Ghana’s monthly wage averaged GH¢2,922 in 2023 – Report

Ghana’s average monthly wage was pegged at GH¢2,922, according to a cost of living crisis report put together by Women in Informal Employment: Globalizing and Organizing (WIEGO).

Titled ‘Navigating Inflation: Impacts of the Cost-of-Living Crisis on Workers in Informal Employment in Accra, Ghana,’ the report indicated that despite the GH¢2,922 monthly average, workers in the informal sector earn less with head porters, popularly known as Kayayeis, earning GH¢500 monthly.

“A monthly living wage in Ghana averaged GH¢ 2,922 in 2023 (Global Living Wage Coalition, 2023:5). This is the living wage required by workers in peri-urban areas to be able to afford a basic but decent living standard. A typical worker in the focus groups was working six days per week and earning GH¢ 1,500 monthly.
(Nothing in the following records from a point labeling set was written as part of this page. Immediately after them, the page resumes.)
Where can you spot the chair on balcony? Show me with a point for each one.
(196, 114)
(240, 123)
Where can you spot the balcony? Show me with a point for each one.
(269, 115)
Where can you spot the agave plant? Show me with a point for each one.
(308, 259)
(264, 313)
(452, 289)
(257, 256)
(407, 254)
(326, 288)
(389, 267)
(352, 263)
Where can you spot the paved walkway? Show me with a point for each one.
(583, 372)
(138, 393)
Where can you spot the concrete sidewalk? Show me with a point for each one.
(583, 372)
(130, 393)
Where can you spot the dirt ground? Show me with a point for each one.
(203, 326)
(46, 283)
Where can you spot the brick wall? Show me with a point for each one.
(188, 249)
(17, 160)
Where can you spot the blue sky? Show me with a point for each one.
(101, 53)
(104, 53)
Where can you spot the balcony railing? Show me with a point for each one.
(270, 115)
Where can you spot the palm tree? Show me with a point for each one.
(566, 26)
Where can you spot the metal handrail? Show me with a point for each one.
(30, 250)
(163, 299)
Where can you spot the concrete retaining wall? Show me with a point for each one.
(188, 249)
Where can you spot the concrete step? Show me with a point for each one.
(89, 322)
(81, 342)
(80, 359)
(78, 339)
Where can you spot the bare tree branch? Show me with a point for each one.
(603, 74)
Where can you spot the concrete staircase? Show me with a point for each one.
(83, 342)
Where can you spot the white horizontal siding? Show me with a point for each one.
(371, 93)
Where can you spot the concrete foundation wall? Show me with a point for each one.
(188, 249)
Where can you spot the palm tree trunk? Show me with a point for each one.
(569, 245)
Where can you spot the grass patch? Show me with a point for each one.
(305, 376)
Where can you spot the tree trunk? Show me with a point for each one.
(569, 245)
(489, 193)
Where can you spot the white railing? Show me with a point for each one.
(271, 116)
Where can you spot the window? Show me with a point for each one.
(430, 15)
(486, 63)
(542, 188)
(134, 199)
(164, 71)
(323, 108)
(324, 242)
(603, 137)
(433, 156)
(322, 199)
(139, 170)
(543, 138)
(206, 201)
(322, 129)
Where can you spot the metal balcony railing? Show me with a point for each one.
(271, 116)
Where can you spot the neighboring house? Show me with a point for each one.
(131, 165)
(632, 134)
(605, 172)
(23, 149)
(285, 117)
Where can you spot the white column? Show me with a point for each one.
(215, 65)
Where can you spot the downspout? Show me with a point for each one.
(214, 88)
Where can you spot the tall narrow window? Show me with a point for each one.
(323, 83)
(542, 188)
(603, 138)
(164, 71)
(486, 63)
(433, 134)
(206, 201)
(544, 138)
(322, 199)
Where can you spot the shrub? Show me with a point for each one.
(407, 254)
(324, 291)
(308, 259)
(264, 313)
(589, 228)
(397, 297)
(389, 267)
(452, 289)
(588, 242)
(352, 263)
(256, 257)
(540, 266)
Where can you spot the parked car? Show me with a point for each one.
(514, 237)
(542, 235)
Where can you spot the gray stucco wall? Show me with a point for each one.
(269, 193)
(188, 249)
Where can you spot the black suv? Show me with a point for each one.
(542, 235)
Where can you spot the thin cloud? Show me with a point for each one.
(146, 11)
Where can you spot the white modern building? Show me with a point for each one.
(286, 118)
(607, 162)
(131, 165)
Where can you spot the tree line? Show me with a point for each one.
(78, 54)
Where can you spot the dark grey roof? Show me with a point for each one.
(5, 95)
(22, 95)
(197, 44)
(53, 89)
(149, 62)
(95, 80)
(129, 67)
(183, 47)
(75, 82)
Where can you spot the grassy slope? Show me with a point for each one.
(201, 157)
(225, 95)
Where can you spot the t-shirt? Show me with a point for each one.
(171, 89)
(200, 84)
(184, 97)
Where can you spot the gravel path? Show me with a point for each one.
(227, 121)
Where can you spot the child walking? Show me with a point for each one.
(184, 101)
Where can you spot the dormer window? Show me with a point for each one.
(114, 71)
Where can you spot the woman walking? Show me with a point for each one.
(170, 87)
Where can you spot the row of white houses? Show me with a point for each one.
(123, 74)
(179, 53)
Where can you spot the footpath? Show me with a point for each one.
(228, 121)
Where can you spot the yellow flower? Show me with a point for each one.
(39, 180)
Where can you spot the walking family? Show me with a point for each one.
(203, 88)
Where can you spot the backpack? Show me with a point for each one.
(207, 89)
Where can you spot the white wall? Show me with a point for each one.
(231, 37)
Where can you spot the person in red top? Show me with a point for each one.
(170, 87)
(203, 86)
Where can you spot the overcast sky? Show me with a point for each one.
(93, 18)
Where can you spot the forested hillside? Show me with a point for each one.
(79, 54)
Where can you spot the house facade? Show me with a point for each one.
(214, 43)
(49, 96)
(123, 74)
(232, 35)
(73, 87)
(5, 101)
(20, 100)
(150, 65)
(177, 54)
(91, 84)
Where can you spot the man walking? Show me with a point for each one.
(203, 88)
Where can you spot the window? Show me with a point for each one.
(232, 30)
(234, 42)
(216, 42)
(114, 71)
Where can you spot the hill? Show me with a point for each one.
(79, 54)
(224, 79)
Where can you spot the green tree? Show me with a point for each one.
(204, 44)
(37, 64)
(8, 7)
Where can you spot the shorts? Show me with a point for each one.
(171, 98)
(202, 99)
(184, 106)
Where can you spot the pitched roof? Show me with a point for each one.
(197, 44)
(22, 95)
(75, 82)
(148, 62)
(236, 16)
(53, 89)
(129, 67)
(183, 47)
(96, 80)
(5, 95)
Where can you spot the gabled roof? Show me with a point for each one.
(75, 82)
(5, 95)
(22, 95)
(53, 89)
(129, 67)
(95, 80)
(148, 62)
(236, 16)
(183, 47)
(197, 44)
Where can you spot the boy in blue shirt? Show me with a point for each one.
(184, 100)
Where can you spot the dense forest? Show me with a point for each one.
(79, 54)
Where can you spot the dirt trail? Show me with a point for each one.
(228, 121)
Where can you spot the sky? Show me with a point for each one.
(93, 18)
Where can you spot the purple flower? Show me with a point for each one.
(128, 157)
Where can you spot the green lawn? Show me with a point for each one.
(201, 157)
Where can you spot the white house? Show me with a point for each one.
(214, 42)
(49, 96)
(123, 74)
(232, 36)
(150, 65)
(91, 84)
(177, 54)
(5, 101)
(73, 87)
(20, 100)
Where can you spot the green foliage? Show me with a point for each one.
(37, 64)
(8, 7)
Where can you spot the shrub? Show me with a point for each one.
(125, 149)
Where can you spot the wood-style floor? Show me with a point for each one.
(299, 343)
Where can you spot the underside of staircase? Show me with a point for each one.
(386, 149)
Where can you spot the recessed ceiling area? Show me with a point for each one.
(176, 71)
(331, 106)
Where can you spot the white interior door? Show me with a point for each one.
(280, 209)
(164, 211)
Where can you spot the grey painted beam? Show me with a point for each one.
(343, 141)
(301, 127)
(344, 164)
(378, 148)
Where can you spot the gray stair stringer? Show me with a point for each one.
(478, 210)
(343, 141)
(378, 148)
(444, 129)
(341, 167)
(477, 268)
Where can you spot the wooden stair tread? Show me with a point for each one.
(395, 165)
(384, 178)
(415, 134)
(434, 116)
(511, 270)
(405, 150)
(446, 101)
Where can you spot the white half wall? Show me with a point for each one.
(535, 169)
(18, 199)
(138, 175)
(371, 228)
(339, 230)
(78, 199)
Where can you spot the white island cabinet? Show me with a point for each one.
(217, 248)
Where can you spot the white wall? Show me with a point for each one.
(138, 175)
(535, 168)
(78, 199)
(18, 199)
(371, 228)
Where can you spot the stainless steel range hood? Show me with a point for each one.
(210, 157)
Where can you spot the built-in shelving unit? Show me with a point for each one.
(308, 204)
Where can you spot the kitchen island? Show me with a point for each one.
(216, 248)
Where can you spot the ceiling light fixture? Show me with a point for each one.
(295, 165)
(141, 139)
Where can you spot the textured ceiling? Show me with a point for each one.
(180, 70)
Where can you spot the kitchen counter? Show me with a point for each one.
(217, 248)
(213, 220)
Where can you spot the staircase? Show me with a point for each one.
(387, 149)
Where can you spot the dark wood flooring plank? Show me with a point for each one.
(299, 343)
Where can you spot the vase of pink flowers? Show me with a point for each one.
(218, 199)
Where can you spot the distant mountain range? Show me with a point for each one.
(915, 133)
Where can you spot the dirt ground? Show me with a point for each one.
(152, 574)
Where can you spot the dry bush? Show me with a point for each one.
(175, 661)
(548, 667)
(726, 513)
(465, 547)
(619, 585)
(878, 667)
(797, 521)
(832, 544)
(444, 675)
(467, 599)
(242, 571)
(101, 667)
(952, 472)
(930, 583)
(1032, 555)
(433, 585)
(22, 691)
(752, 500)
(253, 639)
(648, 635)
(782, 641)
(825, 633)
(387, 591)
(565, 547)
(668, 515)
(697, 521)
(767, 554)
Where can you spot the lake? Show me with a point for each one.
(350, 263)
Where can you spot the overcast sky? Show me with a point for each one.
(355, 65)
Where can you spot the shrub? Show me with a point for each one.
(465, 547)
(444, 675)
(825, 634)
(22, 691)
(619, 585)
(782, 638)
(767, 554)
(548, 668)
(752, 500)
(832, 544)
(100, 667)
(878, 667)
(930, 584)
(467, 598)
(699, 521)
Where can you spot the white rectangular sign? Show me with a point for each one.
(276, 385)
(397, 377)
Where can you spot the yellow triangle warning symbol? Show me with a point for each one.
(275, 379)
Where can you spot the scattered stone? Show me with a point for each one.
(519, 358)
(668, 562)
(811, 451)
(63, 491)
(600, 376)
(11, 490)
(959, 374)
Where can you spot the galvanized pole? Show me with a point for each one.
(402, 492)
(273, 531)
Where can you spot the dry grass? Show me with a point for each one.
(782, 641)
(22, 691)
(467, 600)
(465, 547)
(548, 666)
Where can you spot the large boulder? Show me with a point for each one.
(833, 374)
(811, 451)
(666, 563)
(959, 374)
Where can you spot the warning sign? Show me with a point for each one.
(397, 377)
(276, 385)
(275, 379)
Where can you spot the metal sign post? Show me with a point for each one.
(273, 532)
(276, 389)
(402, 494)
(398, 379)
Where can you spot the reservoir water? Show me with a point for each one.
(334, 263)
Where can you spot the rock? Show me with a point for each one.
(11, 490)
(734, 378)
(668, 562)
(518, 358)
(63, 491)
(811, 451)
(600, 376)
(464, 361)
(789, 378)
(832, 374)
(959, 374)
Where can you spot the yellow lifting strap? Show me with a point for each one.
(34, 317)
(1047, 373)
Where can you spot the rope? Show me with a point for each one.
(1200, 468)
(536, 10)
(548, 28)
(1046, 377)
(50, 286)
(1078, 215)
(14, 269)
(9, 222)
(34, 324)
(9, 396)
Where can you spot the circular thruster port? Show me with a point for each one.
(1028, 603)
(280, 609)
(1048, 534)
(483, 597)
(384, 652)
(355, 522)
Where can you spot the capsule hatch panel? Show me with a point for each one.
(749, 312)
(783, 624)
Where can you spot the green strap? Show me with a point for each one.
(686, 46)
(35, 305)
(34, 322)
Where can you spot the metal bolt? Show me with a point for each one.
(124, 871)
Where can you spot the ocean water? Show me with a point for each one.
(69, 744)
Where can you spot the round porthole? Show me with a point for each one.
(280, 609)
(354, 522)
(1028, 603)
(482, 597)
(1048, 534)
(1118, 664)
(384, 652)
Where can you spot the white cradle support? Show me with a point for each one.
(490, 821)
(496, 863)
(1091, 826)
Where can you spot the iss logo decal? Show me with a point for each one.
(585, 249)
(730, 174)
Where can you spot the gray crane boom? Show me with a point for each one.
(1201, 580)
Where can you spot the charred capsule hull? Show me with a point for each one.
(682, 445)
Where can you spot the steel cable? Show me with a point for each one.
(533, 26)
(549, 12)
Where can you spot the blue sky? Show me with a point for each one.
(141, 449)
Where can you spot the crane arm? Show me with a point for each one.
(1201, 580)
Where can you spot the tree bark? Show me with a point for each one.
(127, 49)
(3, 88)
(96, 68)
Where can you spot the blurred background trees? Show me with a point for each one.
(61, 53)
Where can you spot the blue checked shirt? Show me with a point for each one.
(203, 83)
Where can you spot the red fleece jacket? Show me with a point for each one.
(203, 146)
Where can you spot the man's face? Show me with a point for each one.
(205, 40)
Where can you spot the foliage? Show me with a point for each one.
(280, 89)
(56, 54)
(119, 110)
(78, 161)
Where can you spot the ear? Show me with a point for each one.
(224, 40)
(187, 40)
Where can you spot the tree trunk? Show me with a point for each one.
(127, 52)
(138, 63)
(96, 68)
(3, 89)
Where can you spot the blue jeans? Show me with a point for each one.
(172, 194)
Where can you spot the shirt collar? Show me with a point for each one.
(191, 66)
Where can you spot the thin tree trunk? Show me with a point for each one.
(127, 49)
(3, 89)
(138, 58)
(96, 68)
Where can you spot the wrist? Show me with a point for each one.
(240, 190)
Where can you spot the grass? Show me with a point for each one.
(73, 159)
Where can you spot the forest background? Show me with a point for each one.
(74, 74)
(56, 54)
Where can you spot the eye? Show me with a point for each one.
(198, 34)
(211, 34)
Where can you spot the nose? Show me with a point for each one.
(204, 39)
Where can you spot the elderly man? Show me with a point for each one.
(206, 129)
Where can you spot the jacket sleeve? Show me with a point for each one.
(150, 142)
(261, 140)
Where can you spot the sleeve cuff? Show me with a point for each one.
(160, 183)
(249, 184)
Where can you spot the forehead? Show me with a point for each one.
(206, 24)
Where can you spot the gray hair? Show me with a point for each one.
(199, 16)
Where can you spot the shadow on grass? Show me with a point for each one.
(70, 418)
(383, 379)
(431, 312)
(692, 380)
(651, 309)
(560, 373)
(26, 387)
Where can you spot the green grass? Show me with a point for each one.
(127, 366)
“Kayayei were the lowest-earning group (a typical worker earning GH¢ 500 monthly), followed by street vendors (GH¢ 1,250), waste pickers ( GH¢ 1,300), and market traders ( GH¢ 2,200). The great majority of interviewed workers were also the primary earners in their households.

The report focused on kayayei (head porters), market traders, street vendors, and waste pickers and added that high inflationary pressures made the monthly wage earned by the focused groups interviewed, insufficient and failed to provide any relief to workers in informal employment.

“While the Ghanaian government implemented policies to mitigate cost-of-living pressures, these interventions were ineffective in reaching and supporting the informal workforce. In mid-2022, when inflation hit a two-decade high, the government approved a 15 per cent Cost-of-Living Allowance. The measure, which expired in December 2022, was limited to public sector workers.

“The 10 per cent increase to the minimum wage in January 2023 also proved insufficient to counter the rapid inflation and failed to provide any relief to workers in informal employment, who remain outside its scope (World Bank, 2023).”